Rule 412 reflects a determination that “prior sexual activity is of dubious probative value and relevance and is highly embarrassing and prejudicial” and can be “used to harass the prosecuting victim.” Bell v. Harrison, 670 F.2d 656, 658 (6th Cir. 1982). It “aims to safeguard the alleged victim against the invasion of privacy, potential embarrassment and sexual stereotyping that is associated with public disclosure of intimate sexual details and the infusion of sexual innuendo into the factfinding process.” Id. In a civil case, evidence of past sexual conduct is admissible only if “its probative value substantially outweighs the danger of harm to any victim and of unfair prejudice to any party. The court may admit evidence of a victim's reputation only if the victim has placed it in controversy.” Fed. R. Evid. 412(b)(2).

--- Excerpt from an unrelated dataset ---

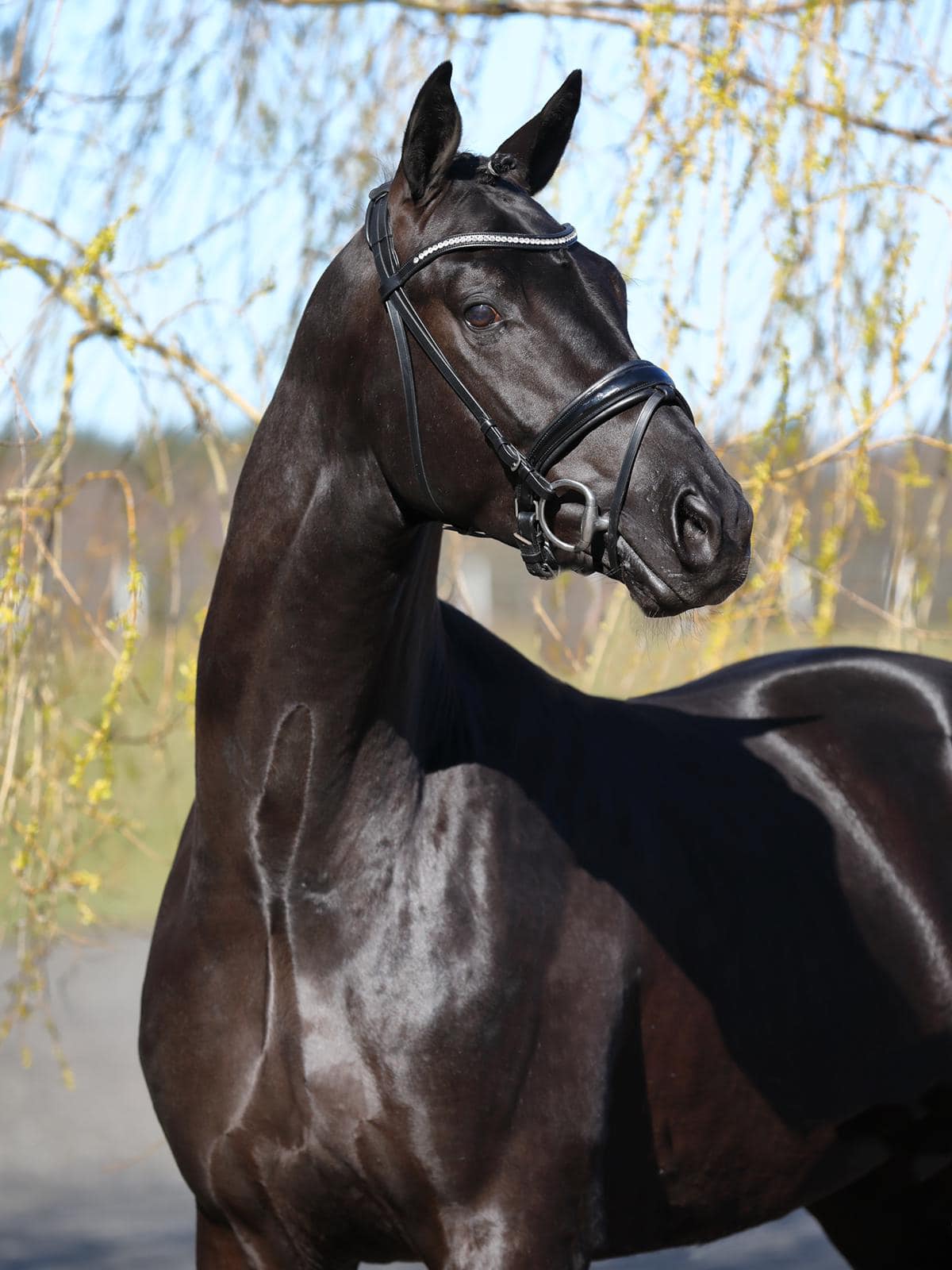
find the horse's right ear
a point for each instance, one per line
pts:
(432, 135)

These are not exhaustive examples.
Neither Plaintiff's memorandum in support of her motion nor her reply adequately address Plaintiff's refusal to provide complete text messages between she and Ryan. Rather, Plaintiff distractedly discusses conduct of other male employees and she argues in generalities about the invasion of her right to intimate association that would result from the forensic examination. However, Defendant makes clear in its response that it is neither interested in nor seeking to inquire about Plaintiff's personal relationships generally. Only information about Plaintiff's relationship with Ryan is requested.